Definition
CDC (Change Data Capture) is the process of detecting and capturing row-level changes in a database and delivering those changes as a stream of events to downstream consumers.
How it works
The most reliable CDC approach reads the database's write-ahead log (WAL in PostgreSQL, binlog in MySQL, oplog in MongoDB). Every committed change is already written to this log for crash recovery—CDC piggybacks on it. A CDC connector reads the log position, extracts change events (with before/after row images), and publishes them to a message broker like Kafka.
Debezium is the dominant open-source CDC platform. It runs as a Kafka Connect connector, reading the WAL of PostgreSQL, MySQL, SQL Server, MongoDB, and others. Each change produces a Kafka message with a structured payload: the operation type (c for create, u for update, d for delete), the table name, the primary key, the before and after values, and a source timestamp.
Alternative approaches exist. Trigger-based CDC installs database triggers that write changes to a shadow table—simple but adds write overhead and couples the CDC mechanism to application writes. Polling-based CDC queries a last_updated column periodically—easy to implement but misses deletes, has latency proportional to poll interval, and puts load on the source database. Log-based CDC avoids both problems: it's non-intrusive to application writes and captures all change types.
Once events are in Kafka, consumers can materialize them however they need: update an Elasticsearch index, sync a Redis cache, feed a data warehouse, or trigger a microservice workflow.
When to use it
- Search index sync: An e-commerce site needs product updates reflected in Elasticsearch within seconds. CDC from Postgres → Kafka → Elasticsearch consumer replaces scheduled full reindexing.
- Cache invalidation: Instead of TTL-based expiration, CDC events tell the cache exactly which keys changed. Precise, no stale reads during the TTL window.

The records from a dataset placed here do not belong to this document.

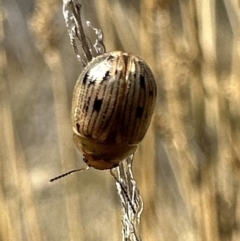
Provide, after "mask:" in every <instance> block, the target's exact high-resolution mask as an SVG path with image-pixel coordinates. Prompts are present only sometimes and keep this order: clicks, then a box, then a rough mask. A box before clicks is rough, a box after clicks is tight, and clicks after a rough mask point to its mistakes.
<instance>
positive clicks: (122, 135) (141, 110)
mask: <svg viewBox="0 0 240 241" xmlns="http://www.w3.org/2000/svg"><path fill="white" fill-rule="evenodd" d="M156 92H157V89H156V83H155V80H154V77H153V74H152V72H151V70H150V68H149V67H148V66H147V64H146V63H145V62H144V61H143V60H142V59H140V58H138V57H136V56H134V55H132V54H128V53H123V52H121V51H114V52H110V53H105V54H103V55H101V56H98V57H96V58H94V59H93V60H92V61H91V62H90V63H89V64H88V65H87V66H86V67H85V68H84V70H83V72H82V73H81V74H80V76H79V79H78V80H77V83H76V85H75V88H74V94H73V101H72V124H73V131H74V135H73V138H74V142H75V144H76V146H77V148H78V149H79V150H80V151H81V152H82V153H83V155H84V157H85V158H84V160H86V163H87V164H88V166H92V167H94V168H96V169H100V170H104V169H111V168H113V167H116V166H118V164H119V162H120V161H122V160H124V159H125V158H127V157H128V156H130V155H131V154H133V153H134V152H135V150H136V148H137V145H138V143H139V142H140V141H141V140H142V139H143V137H144V135H145V134H146V132H147V129H148V127H149V124H150V121H151V117H152V114H153V110H154V106H155V101H156Z"/></svg>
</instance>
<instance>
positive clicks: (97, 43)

- Data warehouse loading: Streaming CDC into Snowflake or BigQuery via Kafka gives near-real-time analytics without batch ETL jobs.
- Event-driven microservices: The orders service writes to its database. CDC publishes
order.createdevents to Kafka. The shipping service consumes them—no dual-write problem, no distributed transactions. - Audit logging: CDC captures every change with timestamps, producing a complete audit trail without modifying application code.
Trade-offs
Gains: Near-zero latency propagation (sub-second typical). No impact on application write path. Captures all change types including deletes. Single source of truth remains the database.
Costs: Operational complexity—you need Kafka (or equivalent), Debezium, and monitoring for connector lag. Schema changes in the source database require careful handling (schema registry, compatibility modes). WAL retention must be configured to prevent the CDC connector from falling behind and losing events. Disk usage increases if the WAL retention window is large. Initial snapshot of existing data can take hours for large tables.
Example
Debezium connector configuration for PostgreSQL → Kafka:
{
"name": "pg-cdc-connector",
"config": {
"connector.class": "io.debezium.connector.postgresql.PostgresConnector",
"database.hostname": "db.internal",
"database.port": "5432",
"database.user": "debezium",
"database.dbname": "appdb",
"database.server.name": "prod",
"plugin.name": "pgoutput",
"table.include.list": "public.orders,public.customers",
"topic.prefix": "cdc",
"slot.name": "debezium_slot",
"publication.name": "dbz_publication"
}
}
This produces Kafka topics like cdc.public.orders with change events for every insert, update, and delete.
Related terms
CDC is a primary mechanism for feeding data warehouses with fresh data. It relates to logical vs physical replication—CDC is essentially logical replication to non-database targets. Downstream consumers often use columnar vs row storage depending on their query patterns.